Relevant Financial Disclosures (within past 24 months)
No relevant financial relationship(s) to disclose.

Abstract

Introduction: The adrenal cortex and gonads produce steroid hormones involved in salt and glucose homeostasis, blood pressure regulation, stress response and sex differentiation. These hormones are produced via a series of enzymatic steps and metabolites of steroids from each step are excreted and measurable in urine. Inborn disorders of steroidogenesis result from genetic mutations in distinct enzymes, causing a block in hormone production and lead to several forms of Congenital Adrenal Hyperplasia (CAH) and differences in sex development (DSD). Each enzyme deficiency is characterised by a distinct pattern of altered excretion of individual steroid metabolites relating to the specific enzymatic block. Ratios of urine steroid metabolites measured by gas chromatography-mass spectrometry (GC-MS) can be employed as surrogates of distinct steroidogenic enzyme activities. Widespread use of GC-MS multi-steroid profiling for rapid diagnosis of these disorders in the acute setting is often hampered by lack of specialist expertise. Here, we developed a novel steroid metabolomics approach for the detection and differentiation of inborn steroidogenic disorders, comparing its performance to that of conventional biochemical analysis by established steroid metabolite ratios.

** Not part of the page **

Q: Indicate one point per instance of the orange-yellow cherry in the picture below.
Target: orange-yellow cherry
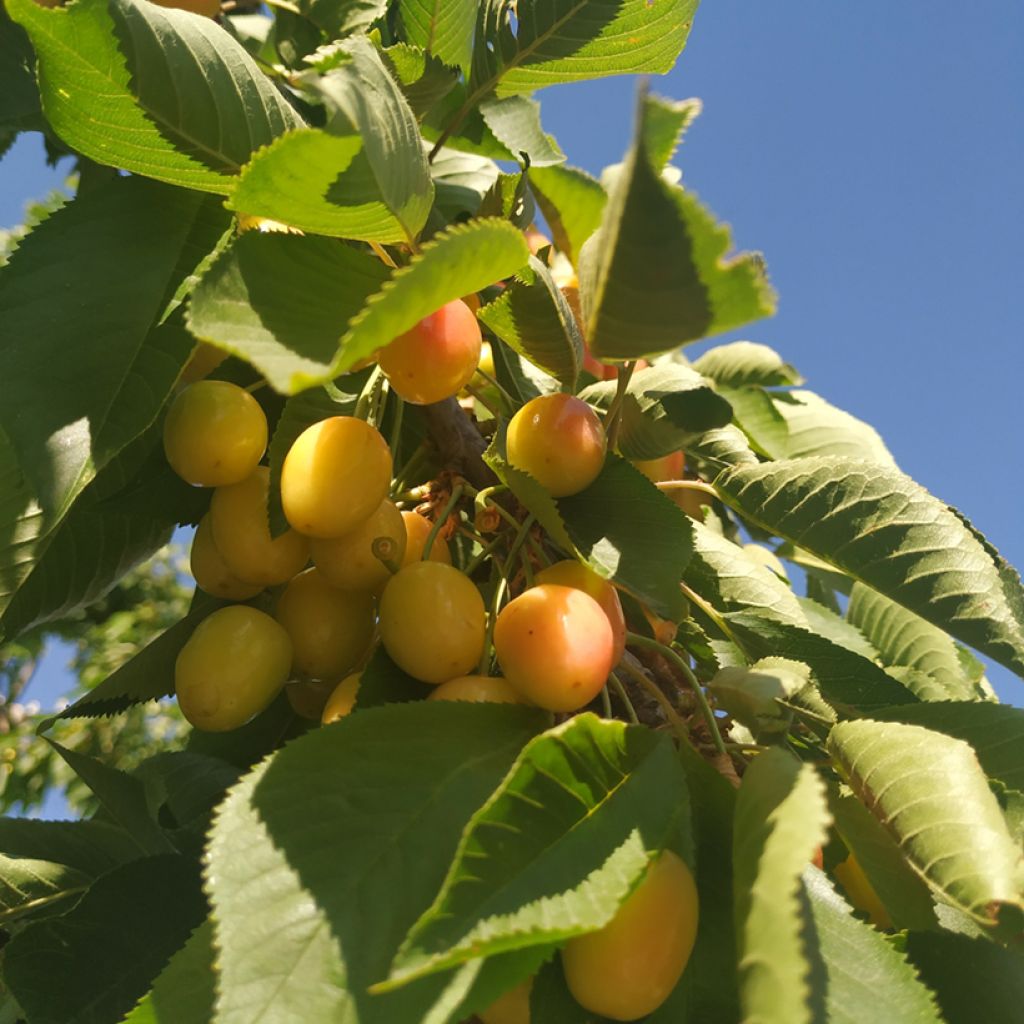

Methods: We performed multi-steroid profiling by GC-MS in urine samples from 829 healthy controls and 178 patients with inborn steroidogenic disorders. This included the following enzyme deficiencies: CYP21A2(n=26), CYP11B1(n=12), CYP17A1(n=30), POR(n=37), HSD3B2(n=22), SRD5A2(n=51). We assessed the diagnostic performance of conventional biochemical diagnosis based on 14 previously published steroid metabolite ratios, indicative of distinct enzyme reactions. We compared this to the performance of a novel, machine learning-based steroid metabolomics algorithm applied to the GC-MS steroid profiling data, Angle Learning Vector Quantization (ALVQ). ALVQ uses 496 steroid metabolite ratios (all pairwise combinations of 32 measured metabolites) to classify samples by comparing similarity (quantified as cosine of the angle) of their steroid metabolome to learned representative steroid metabolome prototypes for each inborn disorder.
Results: ALVQ showed excellent sensitivity and specificity in the training set (100% and 99.7%, respectively), and good generalisability with sensitivity and specificity on testing random subsets of 89.6% and 99.0%, respectively. In comparison, conventional biochemical diagnosis, using 97.5% age and gender matched normative limits, demonstrated comparable sensitivity of 90.9%, but inferior specificity of 73.9%.
Discussion: We present a steroid metabolomics approach with acceptable performance for non-invasive, rapid and automated differentiation of inborn steroidogenic disorders. This approach is suited to facilitate much more widespread availability of steroid metabolome analysis for routine diagnosis but also to provide novel insights into steroid pathway systems.